Post#20 » by HotelVitale » Tue Apr 12, 2022 2:22 pm

CharityStripe34 wrote:Never understood the semantics of arguing about the physicality of the game. Everyone knows the NBA (like the other major sports) geared their game toward a cleaner, more offensive game with the elimination of illegal defense and hand-checking. The same way in the NFL you can't touch the quarterback. Doesn't mean today's players are worse, it just opened up the game. .
If this is the commonly accepted story, though, it seems like bad history. I don't think hand-checking has had almost any effect at all--you could never put any pressure on players and perimeter defense never relied on that--and allowing zones and non 1-on-1 defense benefits the defense, not the offense. (The restricted circle is the most impactful rule change I've seen in my bball-watching life though the 10 years after it came into effect were some of the sloggiest basketball ever.)

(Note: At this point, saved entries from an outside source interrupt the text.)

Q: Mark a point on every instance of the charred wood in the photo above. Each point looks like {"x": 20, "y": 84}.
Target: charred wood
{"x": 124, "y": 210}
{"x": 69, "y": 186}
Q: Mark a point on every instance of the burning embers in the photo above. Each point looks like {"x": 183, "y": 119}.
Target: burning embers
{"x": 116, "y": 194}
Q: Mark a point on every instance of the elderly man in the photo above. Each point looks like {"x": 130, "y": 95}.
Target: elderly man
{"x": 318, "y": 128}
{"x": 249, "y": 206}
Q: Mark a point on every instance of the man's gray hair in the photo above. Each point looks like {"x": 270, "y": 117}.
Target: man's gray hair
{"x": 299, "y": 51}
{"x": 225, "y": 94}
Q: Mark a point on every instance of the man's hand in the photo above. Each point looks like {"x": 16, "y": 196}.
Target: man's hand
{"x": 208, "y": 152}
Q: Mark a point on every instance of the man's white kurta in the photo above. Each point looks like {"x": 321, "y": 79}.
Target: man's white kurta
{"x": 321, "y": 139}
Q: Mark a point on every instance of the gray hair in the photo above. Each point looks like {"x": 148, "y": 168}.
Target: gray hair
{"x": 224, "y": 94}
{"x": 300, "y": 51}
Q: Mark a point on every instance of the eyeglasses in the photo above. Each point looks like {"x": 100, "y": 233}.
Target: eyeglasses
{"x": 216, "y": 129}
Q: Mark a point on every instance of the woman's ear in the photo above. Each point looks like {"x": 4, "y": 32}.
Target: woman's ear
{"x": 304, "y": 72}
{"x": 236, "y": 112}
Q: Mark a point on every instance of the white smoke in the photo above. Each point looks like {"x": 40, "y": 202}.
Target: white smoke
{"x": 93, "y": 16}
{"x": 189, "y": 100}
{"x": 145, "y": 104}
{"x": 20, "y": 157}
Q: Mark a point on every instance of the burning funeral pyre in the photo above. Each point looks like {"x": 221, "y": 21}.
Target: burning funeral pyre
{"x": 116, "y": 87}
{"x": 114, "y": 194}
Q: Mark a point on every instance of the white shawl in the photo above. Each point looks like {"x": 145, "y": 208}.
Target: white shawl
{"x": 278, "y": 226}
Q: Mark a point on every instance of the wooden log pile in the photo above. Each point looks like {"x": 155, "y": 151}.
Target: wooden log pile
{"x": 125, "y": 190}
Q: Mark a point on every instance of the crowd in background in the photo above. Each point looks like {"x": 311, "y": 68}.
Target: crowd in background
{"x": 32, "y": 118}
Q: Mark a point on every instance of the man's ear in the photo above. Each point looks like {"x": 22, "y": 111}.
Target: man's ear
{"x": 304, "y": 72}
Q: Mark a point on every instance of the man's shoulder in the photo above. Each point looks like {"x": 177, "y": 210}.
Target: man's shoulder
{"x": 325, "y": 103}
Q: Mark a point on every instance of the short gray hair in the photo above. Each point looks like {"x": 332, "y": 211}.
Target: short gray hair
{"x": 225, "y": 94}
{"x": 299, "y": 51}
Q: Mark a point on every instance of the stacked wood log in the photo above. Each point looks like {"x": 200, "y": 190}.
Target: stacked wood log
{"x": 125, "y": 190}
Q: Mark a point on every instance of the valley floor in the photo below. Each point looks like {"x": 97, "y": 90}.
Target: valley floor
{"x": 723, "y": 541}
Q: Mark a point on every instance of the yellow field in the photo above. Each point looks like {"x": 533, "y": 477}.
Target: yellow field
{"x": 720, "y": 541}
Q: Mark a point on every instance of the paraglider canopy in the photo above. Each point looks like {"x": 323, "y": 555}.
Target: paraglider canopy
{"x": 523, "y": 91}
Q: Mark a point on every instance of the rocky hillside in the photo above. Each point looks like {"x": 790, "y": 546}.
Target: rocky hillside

New skills have allowed the offensive game to change to a strategy about spacing, plain and simple. At this point a majority of players are dangerous from up to about 28-30ft from the basket, while in the 90s virtually no one was guarded that far out. The offensive sets were also simpler and were designed to get players into position to iso or post-up (or maybe take lightly contested mid-rangers, which was like half the game in the 90s). New offensive are designed to get people to use space and gaps to get clean 3s or clean lanes to the cup. That didn't happen all at once and it's still very much ongoing, the game in another 10 years will look quite different.

Without going too deep into it, I'd say that the rules had almost no impact on changing the game in that way and the slow evolution of skill and offensive strategies was at least like 95% responsible for the change in play style. But then the NBA also has seen this happening and tried to encourage it along the way, and made some changes to help it along.